Shohei Ohtani and Ippei Mizuhara

Shohei Ohtani and Ippei Mizuhara in Dodgers gear

It was an interesting time for Los Angeles Dodgers fans before the 2024 season began. The Dodgers fired Shohei Ohtani's interpreter after the first game in South Korea after rumors of a gambling scandal went circulating. Mizuhara's name came up in a federal investigation into alleged bookmaker Mathew Bowyer. Since the rumors came out, we have learned that Mizuhara is also being charged with bank fraud. There is a federal criminal complaint filed that Mizuhara unlawfully transferred more than $16 million from Ohtani's account to pay off his gambling debts.

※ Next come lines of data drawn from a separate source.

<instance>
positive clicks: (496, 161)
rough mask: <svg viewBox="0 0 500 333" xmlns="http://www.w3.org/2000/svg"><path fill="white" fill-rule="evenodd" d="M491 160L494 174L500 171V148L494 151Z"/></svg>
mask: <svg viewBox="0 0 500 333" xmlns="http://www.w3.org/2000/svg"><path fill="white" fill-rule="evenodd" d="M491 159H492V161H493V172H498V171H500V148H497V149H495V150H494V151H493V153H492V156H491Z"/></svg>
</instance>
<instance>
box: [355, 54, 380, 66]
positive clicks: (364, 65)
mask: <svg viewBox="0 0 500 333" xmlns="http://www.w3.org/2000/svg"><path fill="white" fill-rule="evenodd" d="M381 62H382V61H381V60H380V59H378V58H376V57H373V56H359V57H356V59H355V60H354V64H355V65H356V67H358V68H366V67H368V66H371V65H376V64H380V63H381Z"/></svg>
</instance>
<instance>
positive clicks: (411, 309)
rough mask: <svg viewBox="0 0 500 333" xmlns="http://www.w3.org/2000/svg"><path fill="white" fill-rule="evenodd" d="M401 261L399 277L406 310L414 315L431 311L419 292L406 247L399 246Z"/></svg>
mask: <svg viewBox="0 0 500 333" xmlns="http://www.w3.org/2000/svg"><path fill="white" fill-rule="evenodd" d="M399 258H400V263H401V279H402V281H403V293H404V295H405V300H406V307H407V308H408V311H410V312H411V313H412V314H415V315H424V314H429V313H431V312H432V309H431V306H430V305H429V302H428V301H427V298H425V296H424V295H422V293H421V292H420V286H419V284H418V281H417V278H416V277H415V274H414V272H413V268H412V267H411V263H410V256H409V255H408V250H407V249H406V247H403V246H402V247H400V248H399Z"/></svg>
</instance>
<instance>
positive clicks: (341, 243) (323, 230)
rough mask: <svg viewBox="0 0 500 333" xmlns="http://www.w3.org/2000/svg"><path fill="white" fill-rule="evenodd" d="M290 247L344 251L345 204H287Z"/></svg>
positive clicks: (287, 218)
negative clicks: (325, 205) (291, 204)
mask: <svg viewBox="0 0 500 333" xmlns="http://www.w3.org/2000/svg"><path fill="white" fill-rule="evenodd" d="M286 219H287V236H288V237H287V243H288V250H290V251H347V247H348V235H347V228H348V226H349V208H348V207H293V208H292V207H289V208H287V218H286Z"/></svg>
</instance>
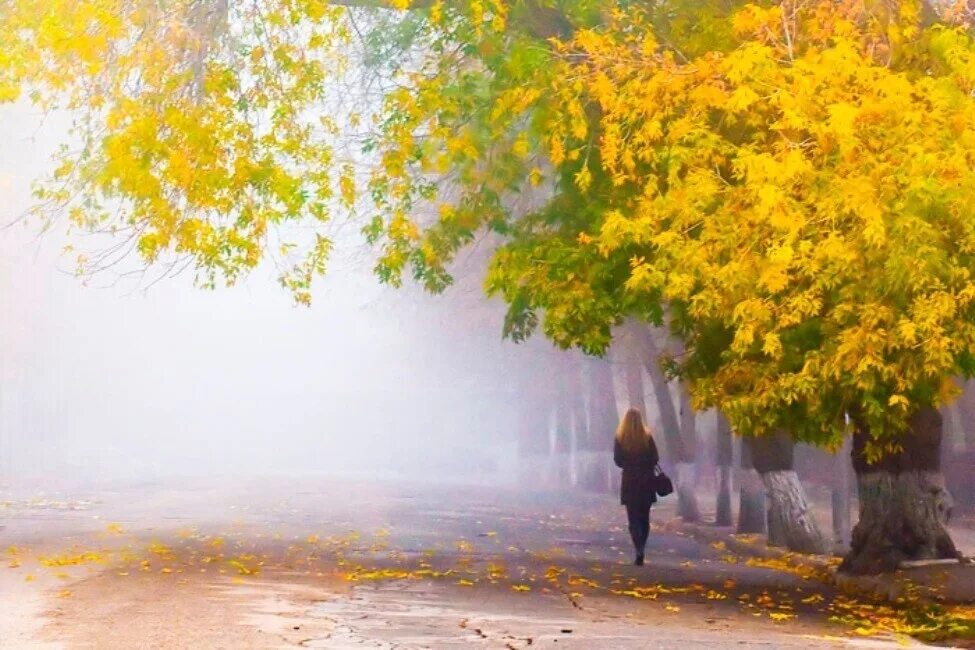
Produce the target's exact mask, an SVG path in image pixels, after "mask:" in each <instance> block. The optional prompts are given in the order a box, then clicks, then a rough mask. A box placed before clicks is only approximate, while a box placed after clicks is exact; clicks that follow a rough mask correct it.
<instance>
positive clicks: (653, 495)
mask: <svg viewBox="0 0 975 650" xmlns="http://www.w3.org/2000/svg"><path fill="white" fill-rule="evenodd" d="M613 460H614V461H615V462H616V465H617V467H621V468H622V469H623V481H622V483H621V484H620V503H622V504H623V505H624V506H627V505H628V506H646V507H650V504H652V503H655V502H656V501H657V495H656V493H655V492H654V490H653V473H654V467H656V466H657V463H659V462H660V454H659V452H657V445H656V443H655V442H654V441H653V438H650V446H649V447H648V448H647V450H646V451H644V452H641V453H639V454H628V453H626V452H625V451H623V447H622V445H620V441H619V440H615V441H614V443H613Z"/></svg>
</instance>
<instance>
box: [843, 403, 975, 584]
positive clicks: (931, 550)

Mizuhara used his relationship with Ohtani to get credit from the bookmaker and access Ohtani's bank account. There was worry that Ohtani was involved initially, but it seems like Mizuhara is completely to blame.

Pete Rose

Pete Rose was among the MLB's greatest figures and a future Hall of Famer. However, reports began surfacing that Rose had engaged in sports betting during his time in the league. Rose received questions in February 1989 from Bartlett Giamatti and Peter Ueberroth about his wrongdoings. Rose stated that he bet on football, basketball, and horse racing. An investigation ensued, showing Rose had bet on fifty-two Reds games in 1987. The MLB placed Rose on the ineligible list in 1989.

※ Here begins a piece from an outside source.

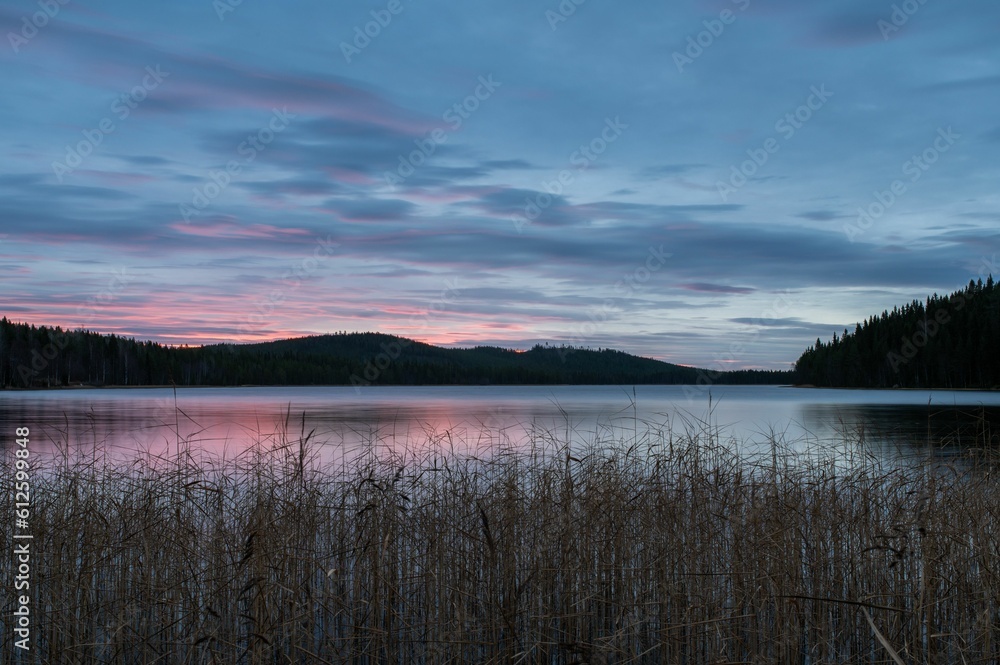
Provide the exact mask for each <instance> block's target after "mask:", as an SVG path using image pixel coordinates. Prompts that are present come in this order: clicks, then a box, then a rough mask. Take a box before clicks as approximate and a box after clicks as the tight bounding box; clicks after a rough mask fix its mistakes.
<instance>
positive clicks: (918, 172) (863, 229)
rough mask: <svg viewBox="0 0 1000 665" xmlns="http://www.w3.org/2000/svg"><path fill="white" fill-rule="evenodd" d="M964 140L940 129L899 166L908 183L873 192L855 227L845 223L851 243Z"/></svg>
mask: <svg viewBox="0 0 1000 665" xmlns="http://www.w3.org/2000/svg"><path fill="white" fill-rule="evenodd" d="M961 138H962V135H961V134H956V133H955V132H954V131H952V129H951V127H947V128H941V129H938V132H937V136H936V137H935V138H934V141H933V142H932V143H931V145H929V146H927V148H925V149H924V150H922V151H921V152H919V153H917V154H915V155H913V156H912V157H910V158H909V159H908V160H906V161H905V162H903V164H902V166H900V170H901V171H902V173H903V175H904V176H907V178H906V180H903V179H900V178H897V179H896V180H893V181H892V182H891V183H889V186H888V187H887V188H886V189H884V190H883V189H876V190H875V191H874V192H872V198H874V199H875V200H874V201H872V202H871V203H869V204H868V205H867V206H859V207H858V219H857V221H855V222H854V223H853V224H850V223H848V224H844V233H845V234H846V235H847V239H848V240H849V241H850V242H852V243H853V242H854V240H855V239H856V238H857V237H858V236H860V235H863V234H864V233H865V232H866V231H868V230H869V229H871V228H872V226H874V225H875V222H877V221H878V220H880V219H882V217H883V216H885V214H886V213H887V212H888V211H889V210H890V209H891V208H892V207H893V206H894V205H895V204H896V203H897V202H898V201H899V200H900V199H901V198H902V197H903V196H904V195H905V194H906V193H907V192H908V191H909V190H910V186H911V185H913V184H914V183H916V182H917V181H918V180H920V179H921V178H922V177H923V176H924V174H925V173H927V172H928V171H929V170H930V169H931V167H933V166H934V165H935V164H937V162H938V160H939V159H940V158H941V155H943V154H944V153H946V152H948V151H949V150H951V148H952V146H954V145H955V143H957V142H958V140H959V139H961Z"/></svg>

Rose has continuously applied for reinstatement to be inducted into the Hall of Fame. However, the MLB hasn't agreed. Rose admitted to gambling on baseball games and other sports while playing for and managing the Reds. He has been adamant that he's never bet against the team to throw the game.

The Black Sox 

Eight members of the Chicago White Sox were accused of losing the 1919 World Series against the Cincinnati Reds on purpose. The White Sox allegedly received money from a gambling syndicate led by Arnold Rothstein. Kenesaw Mountain Landis headed the reformed three-member commission to govern baseball. His first act as commissioner was to place all eight accused players on the ineligible list. The players were left out of all organized professional baseball. “Shoeless” Joe Jackson, Arnold “Chick” Gandil, Eddie Cicotte, Oscar Felsch, Fred McMullin, Charles Risberg, George “Buck” Weaver, and Claude Williams were the players.

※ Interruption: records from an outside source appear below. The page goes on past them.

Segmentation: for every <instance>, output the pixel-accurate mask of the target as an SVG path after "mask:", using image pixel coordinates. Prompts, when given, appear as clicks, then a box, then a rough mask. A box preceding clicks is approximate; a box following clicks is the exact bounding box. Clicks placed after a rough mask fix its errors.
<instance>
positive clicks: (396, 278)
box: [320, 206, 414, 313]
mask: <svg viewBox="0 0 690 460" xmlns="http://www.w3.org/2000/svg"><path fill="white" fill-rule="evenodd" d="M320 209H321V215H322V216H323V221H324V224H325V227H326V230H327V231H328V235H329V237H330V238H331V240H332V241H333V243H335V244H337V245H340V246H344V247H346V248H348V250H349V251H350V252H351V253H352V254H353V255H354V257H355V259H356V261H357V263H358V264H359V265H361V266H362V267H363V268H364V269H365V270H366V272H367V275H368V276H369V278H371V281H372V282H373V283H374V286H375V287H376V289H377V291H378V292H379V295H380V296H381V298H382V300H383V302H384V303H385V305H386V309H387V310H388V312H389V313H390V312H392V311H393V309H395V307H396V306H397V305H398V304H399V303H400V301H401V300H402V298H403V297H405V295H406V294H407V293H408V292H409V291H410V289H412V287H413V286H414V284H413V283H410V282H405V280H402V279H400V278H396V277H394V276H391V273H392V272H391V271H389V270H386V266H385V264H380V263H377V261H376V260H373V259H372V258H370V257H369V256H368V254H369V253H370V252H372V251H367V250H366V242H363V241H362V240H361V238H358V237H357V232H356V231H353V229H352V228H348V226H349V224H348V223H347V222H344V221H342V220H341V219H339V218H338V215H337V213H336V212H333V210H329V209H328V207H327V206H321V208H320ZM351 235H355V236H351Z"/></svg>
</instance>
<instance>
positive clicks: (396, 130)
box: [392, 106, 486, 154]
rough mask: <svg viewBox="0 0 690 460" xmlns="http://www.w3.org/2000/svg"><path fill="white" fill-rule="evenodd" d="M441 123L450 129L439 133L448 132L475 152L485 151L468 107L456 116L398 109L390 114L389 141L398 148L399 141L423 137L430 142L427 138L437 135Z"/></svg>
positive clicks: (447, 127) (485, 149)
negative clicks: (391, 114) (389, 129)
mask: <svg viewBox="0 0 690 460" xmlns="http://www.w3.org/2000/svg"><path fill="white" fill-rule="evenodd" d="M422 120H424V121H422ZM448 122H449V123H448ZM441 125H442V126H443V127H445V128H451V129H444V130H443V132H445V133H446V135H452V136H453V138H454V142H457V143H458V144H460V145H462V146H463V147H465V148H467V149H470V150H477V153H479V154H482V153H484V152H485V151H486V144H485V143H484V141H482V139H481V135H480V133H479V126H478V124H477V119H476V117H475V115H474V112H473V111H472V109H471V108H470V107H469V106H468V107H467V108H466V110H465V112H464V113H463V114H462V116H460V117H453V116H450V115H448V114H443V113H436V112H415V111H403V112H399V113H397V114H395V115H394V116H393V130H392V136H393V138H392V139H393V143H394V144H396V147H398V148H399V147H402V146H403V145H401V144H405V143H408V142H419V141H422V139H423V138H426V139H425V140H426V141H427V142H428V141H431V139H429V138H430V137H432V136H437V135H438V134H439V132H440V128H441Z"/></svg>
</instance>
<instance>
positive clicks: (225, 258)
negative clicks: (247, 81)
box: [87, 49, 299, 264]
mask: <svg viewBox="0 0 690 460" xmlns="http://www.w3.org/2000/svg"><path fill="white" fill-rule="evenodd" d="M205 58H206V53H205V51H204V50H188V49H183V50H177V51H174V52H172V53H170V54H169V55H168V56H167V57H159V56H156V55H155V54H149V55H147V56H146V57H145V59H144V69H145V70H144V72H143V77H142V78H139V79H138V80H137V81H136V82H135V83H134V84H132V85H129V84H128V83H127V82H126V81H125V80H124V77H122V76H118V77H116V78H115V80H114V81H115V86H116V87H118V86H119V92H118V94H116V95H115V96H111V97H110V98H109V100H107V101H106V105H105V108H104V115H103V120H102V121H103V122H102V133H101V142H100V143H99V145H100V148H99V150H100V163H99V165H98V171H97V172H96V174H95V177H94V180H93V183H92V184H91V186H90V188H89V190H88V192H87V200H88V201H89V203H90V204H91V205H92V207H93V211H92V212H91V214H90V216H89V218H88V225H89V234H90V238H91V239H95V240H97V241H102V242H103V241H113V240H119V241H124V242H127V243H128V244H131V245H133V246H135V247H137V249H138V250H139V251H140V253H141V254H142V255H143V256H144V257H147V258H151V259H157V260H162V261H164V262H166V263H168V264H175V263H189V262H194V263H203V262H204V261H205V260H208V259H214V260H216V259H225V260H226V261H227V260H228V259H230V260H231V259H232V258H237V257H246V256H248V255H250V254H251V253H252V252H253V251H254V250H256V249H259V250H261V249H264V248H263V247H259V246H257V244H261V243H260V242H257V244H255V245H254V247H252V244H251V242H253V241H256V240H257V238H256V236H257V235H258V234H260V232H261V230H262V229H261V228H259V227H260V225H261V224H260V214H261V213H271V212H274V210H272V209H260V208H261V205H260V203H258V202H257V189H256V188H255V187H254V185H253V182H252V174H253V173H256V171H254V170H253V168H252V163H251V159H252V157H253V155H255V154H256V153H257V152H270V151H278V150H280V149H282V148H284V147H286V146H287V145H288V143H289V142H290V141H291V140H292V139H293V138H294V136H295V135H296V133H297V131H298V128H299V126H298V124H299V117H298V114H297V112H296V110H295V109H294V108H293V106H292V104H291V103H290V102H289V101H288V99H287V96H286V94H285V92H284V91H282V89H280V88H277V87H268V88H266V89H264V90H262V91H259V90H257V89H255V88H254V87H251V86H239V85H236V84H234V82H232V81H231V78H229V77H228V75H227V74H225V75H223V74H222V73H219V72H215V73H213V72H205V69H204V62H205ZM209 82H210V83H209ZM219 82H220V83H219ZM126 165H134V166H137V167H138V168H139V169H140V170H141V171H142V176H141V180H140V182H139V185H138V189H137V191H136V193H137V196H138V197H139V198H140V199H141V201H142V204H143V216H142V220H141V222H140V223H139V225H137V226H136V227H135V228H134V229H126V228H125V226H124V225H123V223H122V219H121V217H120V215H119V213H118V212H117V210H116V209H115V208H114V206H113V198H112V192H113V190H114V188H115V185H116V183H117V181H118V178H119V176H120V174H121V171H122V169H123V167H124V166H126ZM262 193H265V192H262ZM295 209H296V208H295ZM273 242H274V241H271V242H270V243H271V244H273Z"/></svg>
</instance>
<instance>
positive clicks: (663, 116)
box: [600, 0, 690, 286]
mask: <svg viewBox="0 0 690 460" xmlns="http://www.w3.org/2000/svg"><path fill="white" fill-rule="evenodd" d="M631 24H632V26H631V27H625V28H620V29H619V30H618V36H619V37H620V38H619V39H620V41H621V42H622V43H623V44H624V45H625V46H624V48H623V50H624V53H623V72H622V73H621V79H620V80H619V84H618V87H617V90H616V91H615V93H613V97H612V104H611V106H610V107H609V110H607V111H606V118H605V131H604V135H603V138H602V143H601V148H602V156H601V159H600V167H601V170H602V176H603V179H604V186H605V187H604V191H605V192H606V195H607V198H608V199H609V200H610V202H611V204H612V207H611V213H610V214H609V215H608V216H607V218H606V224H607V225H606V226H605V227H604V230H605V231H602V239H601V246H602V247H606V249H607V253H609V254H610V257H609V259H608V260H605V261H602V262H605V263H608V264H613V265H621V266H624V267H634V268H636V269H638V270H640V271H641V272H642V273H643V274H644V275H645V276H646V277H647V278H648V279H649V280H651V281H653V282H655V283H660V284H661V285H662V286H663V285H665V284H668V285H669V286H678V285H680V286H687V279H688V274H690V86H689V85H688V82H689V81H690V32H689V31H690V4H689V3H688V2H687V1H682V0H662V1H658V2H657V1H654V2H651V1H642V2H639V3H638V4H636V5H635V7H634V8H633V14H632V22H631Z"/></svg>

Chick Gndil was the ringleader among the players. He didn't continue playing in the major leagues after the incident, opting to play semi-pro in 1920 before the verdict. Joe Jackson is the most well-known, as he was one of the biggest stars. Jackson admitted to accepting $5,000 in cash from the gamblers. However, despite receiving the money, Jackson had a series-leading .375 batting average, a home run, and no errors. His part in the scheme remains the most controversial part of the scandal. Joe Gedeon was also banned, a second baseman from the St. Louis Browns who heard about the fix from Risberg. Gedeon placed bets on Cincinnati throughout the series.